Whilst the story didn’t quite hit the target for me, I can’t fault the presentation. The use of black and white is completely justified in how effective it is in capturing the mood and essence of the various periods. In particular, the stark Chiaroscuro effect in the musical performances, especially the jazz clubs, is wonderfully evocative and eye-catching as a series of stunning tableau vivant.
This also brings out the raw magnetism of Joanna Kulig as an actress, able to express so much by doing little in this committed performance. Whether she is the compliant chorus girl, Parisian chanteuse, or fractious lover, Kulig covers the spectrum from poised to incendiary, always on point. Tomasz Kot is urbane and steady as Wiktor, yet sturdy enough as a credible sparring partner for Zula and tortured artist.
Even though the run time is nice and brisk, the time skips and choppy editing hurt the clarity of some of the events in places, but I can see that Pawlikowski was in no mood for wasting time.

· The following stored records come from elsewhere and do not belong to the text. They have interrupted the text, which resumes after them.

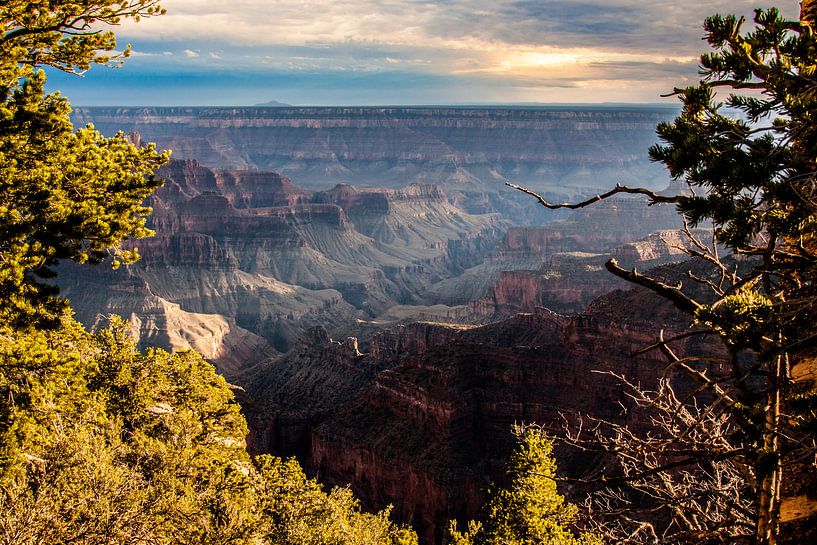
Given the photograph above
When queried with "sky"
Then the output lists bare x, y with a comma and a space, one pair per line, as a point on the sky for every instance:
406, 52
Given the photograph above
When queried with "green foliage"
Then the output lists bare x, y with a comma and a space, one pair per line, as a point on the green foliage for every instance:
63, 194
100, 443
63, 34
529, 511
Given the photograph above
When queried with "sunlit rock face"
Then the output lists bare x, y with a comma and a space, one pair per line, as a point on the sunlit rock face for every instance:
243, 261
422, 417
563, 150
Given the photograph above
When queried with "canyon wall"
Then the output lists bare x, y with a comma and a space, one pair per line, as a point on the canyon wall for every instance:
565, 150
422, 418
244, 261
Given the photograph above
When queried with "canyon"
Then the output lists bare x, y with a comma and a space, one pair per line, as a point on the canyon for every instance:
388, 307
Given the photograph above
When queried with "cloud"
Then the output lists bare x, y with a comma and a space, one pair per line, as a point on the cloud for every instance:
640, 47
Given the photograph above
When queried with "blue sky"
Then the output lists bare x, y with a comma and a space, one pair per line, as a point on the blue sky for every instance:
367, 52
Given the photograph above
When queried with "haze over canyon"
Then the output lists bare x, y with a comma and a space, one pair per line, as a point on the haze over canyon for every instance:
389, 307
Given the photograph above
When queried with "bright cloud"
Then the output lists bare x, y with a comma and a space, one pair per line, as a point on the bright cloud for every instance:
492, 50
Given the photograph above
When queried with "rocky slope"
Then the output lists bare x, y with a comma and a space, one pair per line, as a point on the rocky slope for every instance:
244, 261
422, 417
566, 150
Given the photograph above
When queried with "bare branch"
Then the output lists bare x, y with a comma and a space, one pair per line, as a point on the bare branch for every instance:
654, 197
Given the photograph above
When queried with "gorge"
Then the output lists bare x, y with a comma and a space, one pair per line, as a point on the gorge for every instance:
459, 305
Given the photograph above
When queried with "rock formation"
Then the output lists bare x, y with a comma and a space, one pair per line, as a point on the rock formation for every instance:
565, 150
244, 261
422, 418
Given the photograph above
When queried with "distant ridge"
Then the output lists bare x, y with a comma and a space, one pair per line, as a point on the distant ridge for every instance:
271, 104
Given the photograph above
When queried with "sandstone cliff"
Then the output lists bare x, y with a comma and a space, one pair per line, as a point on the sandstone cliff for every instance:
260, 260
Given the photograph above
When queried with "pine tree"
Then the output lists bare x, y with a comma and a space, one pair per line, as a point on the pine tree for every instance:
529, 510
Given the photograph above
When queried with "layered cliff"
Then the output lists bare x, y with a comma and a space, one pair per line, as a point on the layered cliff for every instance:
260, 260
422, 418
566, 150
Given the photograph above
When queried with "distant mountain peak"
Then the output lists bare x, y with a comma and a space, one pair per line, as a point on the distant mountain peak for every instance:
271, 103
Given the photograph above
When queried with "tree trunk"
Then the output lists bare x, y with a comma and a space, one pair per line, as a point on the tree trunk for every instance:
808, 12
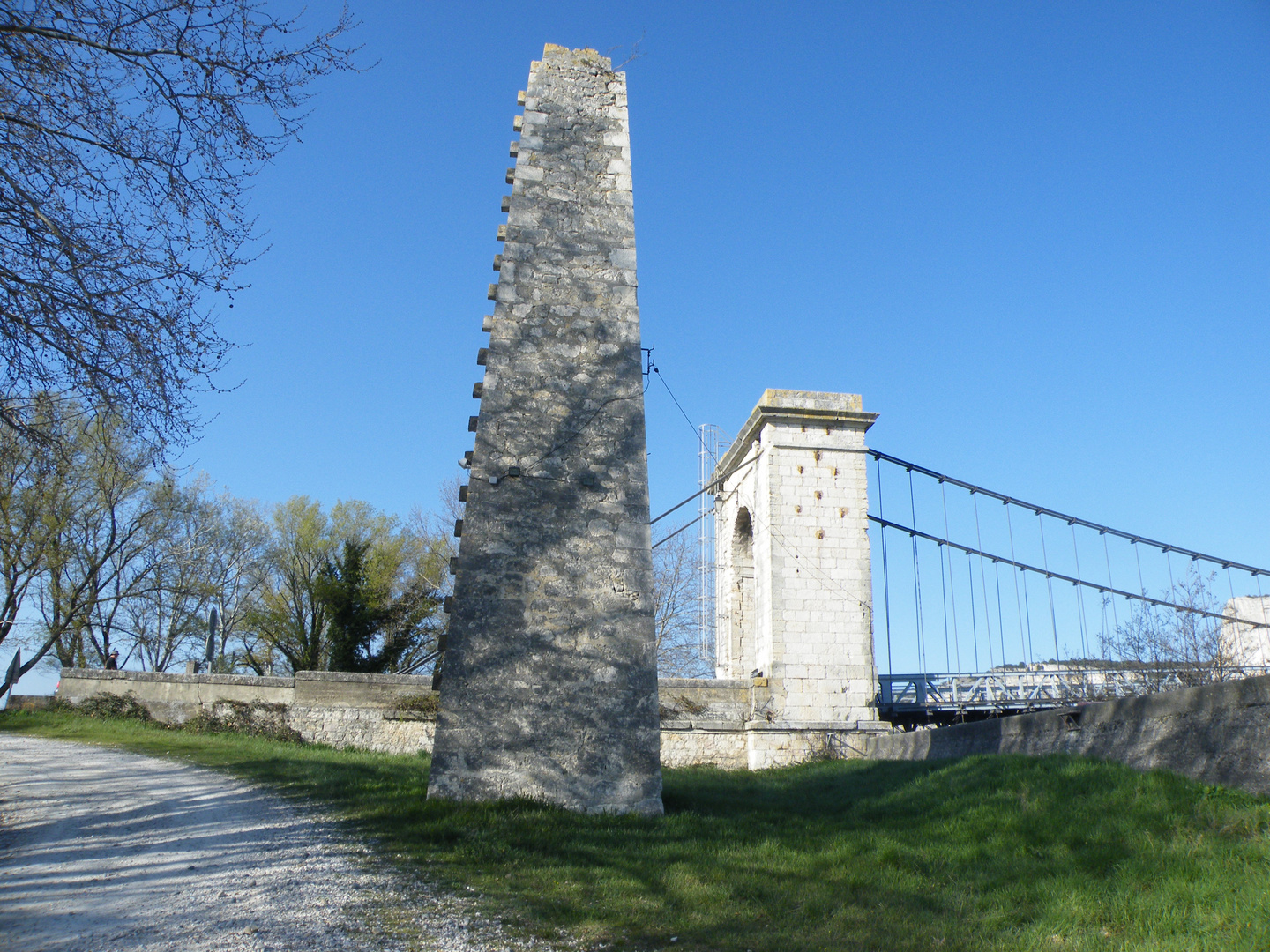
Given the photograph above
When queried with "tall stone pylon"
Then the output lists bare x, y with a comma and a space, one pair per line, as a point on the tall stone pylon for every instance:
549, 675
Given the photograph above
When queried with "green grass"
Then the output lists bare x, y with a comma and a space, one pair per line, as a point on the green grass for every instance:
984, 853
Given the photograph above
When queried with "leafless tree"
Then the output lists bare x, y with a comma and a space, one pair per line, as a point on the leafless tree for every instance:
676, 606
129, 133
1174, 643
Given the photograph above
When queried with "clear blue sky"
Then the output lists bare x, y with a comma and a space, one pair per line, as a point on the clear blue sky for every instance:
1034, 236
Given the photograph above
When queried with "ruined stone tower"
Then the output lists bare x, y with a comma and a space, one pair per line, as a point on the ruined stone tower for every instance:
549, 677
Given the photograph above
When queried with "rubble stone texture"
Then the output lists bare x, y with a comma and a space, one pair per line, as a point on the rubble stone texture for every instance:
549, 678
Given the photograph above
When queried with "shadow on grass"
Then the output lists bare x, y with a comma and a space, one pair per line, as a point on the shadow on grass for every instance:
1001, 852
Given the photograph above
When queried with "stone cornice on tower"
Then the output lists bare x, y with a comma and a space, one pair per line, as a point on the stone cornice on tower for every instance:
798, 406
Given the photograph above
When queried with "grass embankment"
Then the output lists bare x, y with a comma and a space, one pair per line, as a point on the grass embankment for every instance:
986, 853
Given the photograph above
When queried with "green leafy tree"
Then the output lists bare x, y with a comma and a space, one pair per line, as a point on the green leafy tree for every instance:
351, 589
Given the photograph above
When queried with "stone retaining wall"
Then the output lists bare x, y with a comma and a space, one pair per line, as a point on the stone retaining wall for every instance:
1215, 734
325, 707
705, 721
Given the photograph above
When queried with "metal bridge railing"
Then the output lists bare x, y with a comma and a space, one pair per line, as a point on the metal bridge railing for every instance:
943, 698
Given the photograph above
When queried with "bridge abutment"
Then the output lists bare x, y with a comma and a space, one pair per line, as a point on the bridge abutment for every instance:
794, 583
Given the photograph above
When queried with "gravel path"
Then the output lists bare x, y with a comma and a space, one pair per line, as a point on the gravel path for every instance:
103, 851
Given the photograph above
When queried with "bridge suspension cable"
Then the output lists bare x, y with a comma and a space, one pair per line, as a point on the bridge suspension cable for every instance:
1050, 576
1070, 519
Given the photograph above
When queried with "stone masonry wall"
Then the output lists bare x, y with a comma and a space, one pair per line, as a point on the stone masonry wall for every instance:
703, 721
324, 707
549, 678
796, 484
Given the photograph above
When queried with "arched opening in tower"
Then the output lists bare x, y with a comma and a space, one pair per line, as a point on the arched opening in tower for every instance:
743, 636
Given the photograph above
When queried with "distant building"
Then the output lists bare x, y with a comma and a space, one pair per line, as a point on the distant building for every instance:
1246, 643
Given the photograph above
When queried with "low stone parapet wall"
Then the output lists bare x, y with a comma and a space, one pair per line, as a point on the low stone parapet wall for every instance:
343, 710
1215, 734
705, 721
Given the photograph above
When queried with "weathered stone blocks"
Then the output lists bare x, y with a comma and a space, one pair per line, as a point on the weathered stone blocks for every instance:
549, 680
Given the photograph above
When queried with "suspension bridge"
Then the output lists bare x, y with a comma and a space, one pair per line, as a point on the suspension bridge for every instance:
1050, 629
967, 584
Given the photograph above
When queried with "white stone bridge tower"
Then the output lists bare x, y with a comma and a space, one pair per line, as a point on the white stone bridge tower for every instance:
794, 591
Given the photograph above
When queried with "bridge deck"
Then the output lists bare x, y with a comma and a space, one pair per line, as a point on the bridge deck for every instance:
917, 700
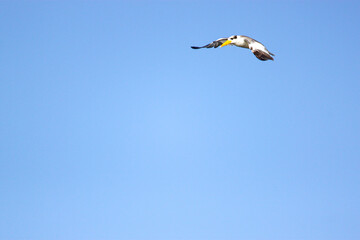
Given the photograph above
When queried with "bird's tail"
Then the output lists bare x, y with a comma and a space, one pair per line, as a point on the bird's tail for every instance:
193, 47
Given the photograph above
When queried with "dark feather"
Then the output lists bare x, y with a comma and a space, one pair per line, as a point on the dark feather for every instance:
214, 44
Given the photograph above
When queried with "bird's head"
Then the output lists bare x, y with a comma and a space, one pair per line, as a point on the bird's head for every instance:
229, 41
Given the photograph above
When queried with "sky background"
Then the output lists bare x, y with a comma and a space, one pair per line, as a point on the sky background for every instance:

The music soundtrack is a mix of traditional Polish folk, staunch Soviet doctrine, and smooth jazz – an eclectic mix that could only work in a film like this.
As a piece of artistic cinema Cold War is exceptionally gorgeous but I personally found it emotionally distant and hard to invest in the romance of it, though the theme of freedom and being trapped as being tragically interchangeable is achingly potent.